Like other plugins, chrome plugins **ARE NOT ALLOWED TO DEPEND ON ARCHIVEBOX OR DJANGO**.
However, they are allowed to depend on two shared files ONLY:
- `archivebox/plugins/chrome/chrome_utils.js` ← source of truth API for all basic chrome ops
- `archivebox/plugins/chrome/tests/chrome_test_utils.py` ← use for your tests, do not implement launching/killing/pid files/cdp/etc. in python, just extend this file as needed.

### Chrome-Dependent Plugins

Many plugins depend on Chrome/Chromium via CDP (Chrome DevTools Protocol).
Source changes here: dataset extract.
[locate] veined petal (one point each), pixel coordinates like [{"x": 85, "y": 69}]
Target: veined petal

When checking for script name references or debugging Chrome-related issues, check these plugins:

**Main puppeteer-based chrome installer + launcher plugin**:
- `chrome` - Core Chrome integration (CDP, launch, navigation)

**Metadata extraction using chrome/chrome_utils.js / CDP**:
- `dns` - DNS resolution info
- `ssl` - SSL certificate info
- `headers` - HTTP response headers
- `redirects` - Capture redirect chains
- `staticfile` - Direct file downloads (e.g. if the url itself is a .png, .exe, .zip, etc.)
- `responses` - Capture network responses
- `consolelog` - Capture console.log output
- `title` - Extract page title
- `accessibility` - Extract accessibility tree
- `seo` - Extract SEO metadata

**Extensions installed using chrome/chrome_utils.js / controlled using CDP**:
- `ublock` - uBlock Origin ad blocking
- `istilldontcareaboutcookies` - Cookie banner dismissal
- `twocaptcha` - 2captcha CAPTCHA solver integration

**Page-alteration plugins to prepare the content for archiving**:
- `modalcloser` - Modal dialog dismissal
- `infiniscroll` - Infinite scroll handler

**Main Extractor Outputs**:
- `dom` - DOM snapshot extraction
- `pdf` - Generate PDF snapshots
- `screenshot` - Generate screenshots
- `singlefile` - SingleFile archival, can be single-file-cli that launches chrome, or singlefile extension running inside chrome

**Crawl URL parsers** (post-process dom.html, singlefile.html, staticfile, responses, headers, etc. for URLs to re-emit as new queued Snapshots during recursive crawling):
- `parse_dom_outlinks` - Extract outlinks from DOM (special, uses CDP to directly query browser)
- `parse_html_urls` - Parse URLs from HTML (doesn't use chrome directly, just reads dom.html)
- `parse_jsonl_urls` - Parse URLs from JSONL (doesn't use chrome directly, just reads dom.html)
- `parse_netscape_urls` - Parse Netscape bookmark format (doesn't use chrome directly, just reads dom.html)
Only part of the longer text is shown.